Heise just took down the H Online archive (the English-language version of Heise.de, a computer news site). This has broken a *huge* pile of reference links.
[{Special:LinkSearch]] only shows links in the wikitext - not links inside reference citation templates.
https://www.google.co.uk/search?q=site:en.wikipedia.org+link:h-online.com shows hundreds of links. Argh.
What I need to do is (a) find all the links (b) add archiveurl= (something on archive.org, which seems to have captured the whole site) and archivedate= .

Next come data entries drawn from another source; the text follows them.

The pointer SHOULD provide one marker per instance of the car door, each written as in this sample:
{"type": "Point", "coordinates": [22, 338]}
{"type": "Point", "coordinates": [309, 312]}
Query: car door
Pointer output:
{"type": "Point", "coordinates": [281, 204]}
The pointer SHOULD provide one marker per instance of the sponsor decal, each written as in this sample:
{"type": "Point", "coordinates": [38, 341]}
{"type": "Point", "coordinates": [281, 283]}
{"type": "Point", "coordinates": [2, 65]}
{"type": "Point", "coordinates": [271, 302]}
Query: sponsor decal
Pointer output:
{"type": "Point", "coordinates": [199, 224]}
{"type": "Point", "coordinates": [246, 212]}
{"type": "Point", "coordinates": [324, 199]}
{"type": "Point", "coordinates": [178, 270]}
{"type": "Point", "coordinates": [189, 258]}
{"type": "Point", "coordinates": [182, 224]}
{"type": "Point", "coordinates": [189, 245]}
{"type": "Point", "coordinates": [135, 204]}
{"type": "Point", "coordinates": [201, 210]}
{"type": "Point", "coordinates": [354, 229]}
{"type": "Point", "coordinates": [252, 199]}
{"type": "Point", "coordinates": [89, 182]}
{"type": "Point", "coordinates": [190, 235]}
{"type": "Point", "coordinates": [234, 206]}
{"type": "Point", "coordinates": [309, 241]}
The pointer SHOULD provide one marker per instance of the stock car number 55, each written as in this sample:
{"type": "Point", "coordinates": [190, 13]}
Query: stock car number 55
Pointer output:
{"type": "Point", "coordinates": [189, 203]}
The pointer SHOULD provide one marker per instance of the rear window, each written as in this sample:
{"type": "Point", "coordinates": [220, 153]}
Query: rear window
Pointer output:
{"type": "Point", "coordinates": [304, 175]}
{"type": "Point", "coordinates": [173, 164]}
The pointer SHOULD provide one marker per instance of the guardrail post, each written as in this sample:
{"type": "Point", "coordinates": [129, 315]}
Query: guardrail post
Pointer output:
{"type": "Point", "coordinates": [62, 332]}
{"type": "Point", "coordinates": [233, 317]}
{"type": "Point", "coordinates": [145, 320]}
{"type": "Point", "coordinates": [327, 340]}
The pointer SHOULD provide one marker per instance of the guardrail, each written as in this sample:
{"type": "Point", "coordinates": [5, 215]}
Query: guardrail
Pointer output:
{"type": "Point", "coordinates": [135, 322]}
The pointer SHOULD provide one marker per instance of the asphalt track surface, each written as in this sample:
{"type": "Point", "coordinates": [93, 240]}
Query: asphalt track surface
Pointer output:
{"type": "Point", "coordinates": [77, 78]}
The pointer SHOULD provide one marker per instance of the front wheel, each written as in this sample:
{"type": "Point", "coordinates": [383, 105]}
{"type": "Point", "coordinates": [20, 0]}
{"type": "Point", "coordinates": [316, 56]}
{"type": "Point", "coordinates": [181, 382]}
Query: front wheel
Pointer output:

Are there tools that do any of this job?
- d.
Hi David -
Funny you ask... there are not currently any solid ones afaik, but I've been talking with the Internet Archive about building out a bot and trying to achieve community consensus on ENWP to autoreplace deadlinks with archive.org ones. The IA has been crawling all new external links on all Wikimedia projects at least once every couple of hours for months, and has a strong interest in killing off literally all of our dead links. Unless something falls through, I should be bringing a more detailed plan up within maybe five or six weeks.
Best, Kevin Gorman
On Sun, Jan 26, 2014 at 4:10 PM, David Gerard dgerard@gmail.com wrote:
Heise just took down the H Online archive (the English-language version of Heise.de, a computer news site). This has broken a *huge* pile of reference links.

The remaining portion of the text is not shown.